1. Data: 2002-01-17 21:56:09

Temat: Re: BB3 - fenomen kiczu
Od: "Willie The Pimp" <w...@w...pl> szukaj wiadomości tego autora


Użytkownik docent :

> nie masz co robić....

Mam tyle zajęć, ze Twoja mała główka nie jest w stanie tego pojąć.
WP


› Pokaż wiadomość z nagłówkami


1. Data: 2002-01-17 22:36:10

Temat: Re: BB3 - fenomen kiczu
Od: "sleepindog" <l...@s...dogs.lie> szukaj wiadomości tego autora

Użytkownik "Willie The Pimp" <w...@w...pl> napisał w wiadomości
news:a27ibj$7ts$1@news.tpi.pl...
> Użytkownik docent :

> > nie masz co robić....

> Mam tyle zajęć, ze Twoja mała główka nie jest w stanie tego pojąć,
na przyklad wysylanie tandetnych postow na grupe


› Pokaż wiadomość z nagłówkami


1. Data: 2002-01-17 22:47:01

Temat: Re: BB3 - fenomen kiczu
Od: c...@m...pl ([cookie]) szukaj wiadomości tego autora

On Thu, 17 Jan 2002 19:39:17 +0100, "Willie The Pimp"
<w...@w...pl> wrote:

>W końcu TVN to telewizja prywatna i jak każdy prywaciarz, chce zedzreć kasę
>z naiwiaków. Szczególnie teraz, kiedy idzie recesja.

sugerujesz, ze reklamodawcy sa naiwniakami? ;) w tym wypadku z
pewnoscia nie :)

>fascynują się Big Debilem, czy są tak inteligentni, że oglądają go z
>przekory?

znajoma dziennikarka kulturalna (powazna kobieta z 12-letnim
doswiadczeniem na antenie krajowej), oglada BB jednoczesnie na 4
ekranach (jak bylem u niej w wizycie, to uslyszalem "sorry, ale
wiesz... mam taki jeden nalog i musze mu sie oddac..." po czym
wlaczyla TV i na 2-3h odlaczala sie od otoczenia) i podnieca sie
rozwojem programu...
ogladactwo BB nie jest kwestia poziomu IQ, ani nudy - to nalóg
wybierajacy ofiary przypadkiem, choc oczywiscie statystycznie wiecej
ich bedzie wsrod ludzi spedzajacych dziennie kilka godzin przed
telewizorem (a sklonnosci do tego maja np. bezrobotni itd.). - to tak,
jak z paleniem papierosow - szkodza zapewne bardziej, niz BB, ale gdy
jakis palacz zostanie nazwany polglowkiem, to sie dosc mocno obrazi
(choc wiekszosc palaczy to kolesie na budowach w waciakach itd...) -
ba, niektorzy jeszcze calkiem inteligentni ludzie wciaz siedza bardzo
gleboko w szponach nalogu nikotynowego - lecz roznica miedzy BB a
tytoniem, czy alkoholem jest jedna i podstawowa - im wiecej zazywa sie
BB, tym szybciej przestaje on interesowac...

--
[cookie]
fidonet: 2:482/64

› Pokaż wiadomość z nagłówkami


1. Data: 2002-01-18 00:03:48

Temat: Re: BB3 - fenomen kiczu
Od: "Bramreja" <t...@p...onet.pl> szukaj wiadomości tego autora

Witam serdecznie.

Moi mili.
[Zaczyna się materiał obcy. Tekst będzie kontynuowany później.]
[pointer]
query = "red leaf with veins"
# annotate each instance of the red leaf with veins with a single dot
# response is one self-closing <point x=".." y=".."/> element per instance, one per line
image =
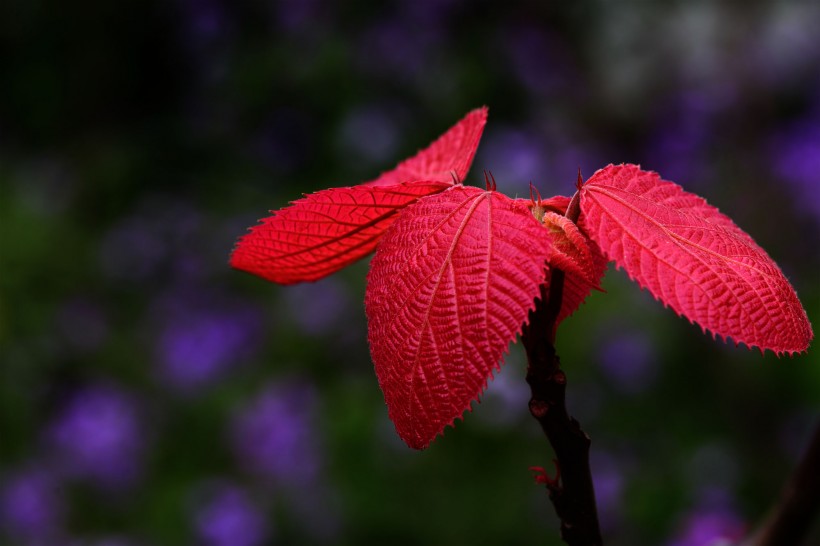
<point x="692" y="258"/>
<point x="578" y="257"/>
<point x="573" y="252"/>
<point x="328" y="230"/>
<point x="448" y="290"/>
<point x="324" y="231"/>
<point x="451" y="154"/>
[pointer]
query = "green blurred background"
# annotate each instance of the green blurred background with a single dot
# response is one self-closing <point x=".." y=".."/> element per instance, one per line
<point x="150" y="395"/>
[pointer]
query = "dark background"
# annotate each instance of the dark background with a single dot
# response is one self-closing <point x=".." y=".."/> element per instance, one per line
<point x="151" y="396"/>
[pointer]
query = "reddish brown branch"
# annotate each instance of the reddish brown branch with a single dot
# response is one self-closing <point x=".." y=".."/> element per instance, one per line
<point x="571" y="491"/>
<point x="791" y="519"/>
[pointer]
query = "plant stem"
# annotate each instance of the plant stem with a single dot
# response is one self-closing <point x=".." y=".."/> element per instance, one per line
<point x="571" y="491"/>
<point x="799" y="503"/>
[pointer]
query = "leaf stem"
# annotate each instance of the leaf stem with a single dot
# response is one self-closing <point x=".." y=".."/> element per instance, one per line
<point x="571" y="492"/>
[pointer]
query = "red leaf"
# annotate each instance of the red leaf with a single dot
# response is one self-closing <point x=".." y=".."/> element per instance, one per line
<point x="692" y="258"/>
<point x="448" y="290"/>
<point x="328" y="230"/>
<point x="324" y="231"/>
<point x="451" y="154"/>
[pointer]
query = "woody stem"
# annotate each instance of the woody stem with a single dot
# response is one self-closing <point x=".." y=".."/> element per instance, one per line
<point x="572" y="493"/>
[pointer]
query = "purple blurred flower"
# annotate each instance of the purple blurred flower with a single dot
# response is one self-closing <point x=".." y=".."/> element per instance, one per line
<point x="505" y="400"/>
<point x="283" y="142"/>
<point x="678" y="144"/>
<point x="629" y="361"/>
<point x="515" y="157"/>
<point x="200" y="341"/>
<point x="99" y="436"/>
<point x="317" y="307"/>
<point x="535" y="59"/>
<point x="608" y="479"/>
<point x="226" y="516"/>
<point x="400" y="50"/>
<point x="31" y="507"/>
<point x="276" y="437"/>
<point x="369" y="134"/>
<point x="795" y="158"/>
<point x="161" y="237"/>
<point x="82" y="324"/>
<point x="713" y="522"/>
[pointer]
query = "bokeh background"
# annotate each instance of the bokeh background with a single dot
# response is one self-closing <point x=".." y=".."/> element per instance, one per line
<point x="152" y="396"/>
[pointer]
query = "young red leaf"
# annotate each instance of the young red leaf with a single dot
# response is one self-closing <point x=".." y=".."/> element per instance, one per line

Ja się przyznaję, że oglądałam pierwszą edycję BB. Kierowała mną
iście babska ciekawość. I przyznaję, że nawet wysłałm kilka sms-ów. Nie
wstydzę się tego. Pierwsza edycja BB była troszkę mniej zakłamana. Ludzie
nie wiedzieli tak do końca co i jak się odbywa, jak odbiorą to program
telewidzowie i czy wogóle był sens dać się zamknąć w jakieś chałpce i grupką
innych niepewnych ludzi. Samo zwycięstwo Janusza ( przeze mnie zwanego
"burakiem") było zwycięstwem pewnej postawy, wartości i miało w sobie coś
obiecującego. Druga edycja już od początku trąciła walką o kasę. Ideologia
np. Irka ( zrobie wszystko tylko mnie pokażcie w telewizji) czy Ani : (
wezmę was na litość ) są już dobrze przemyślane. Brak w tym już normalności,
spontaniczności. W drugiej grupie brak było lidera cieszącego się
autorytetem (w pierszej edycji to była rola Buraka) bo wszyscy chcieli
pokazać siebie jako cool men-a zatracają i tłamsząc przy tym swoje własne,
naturalne emocje i reakcje. Aż ktoś nie wytrzymał.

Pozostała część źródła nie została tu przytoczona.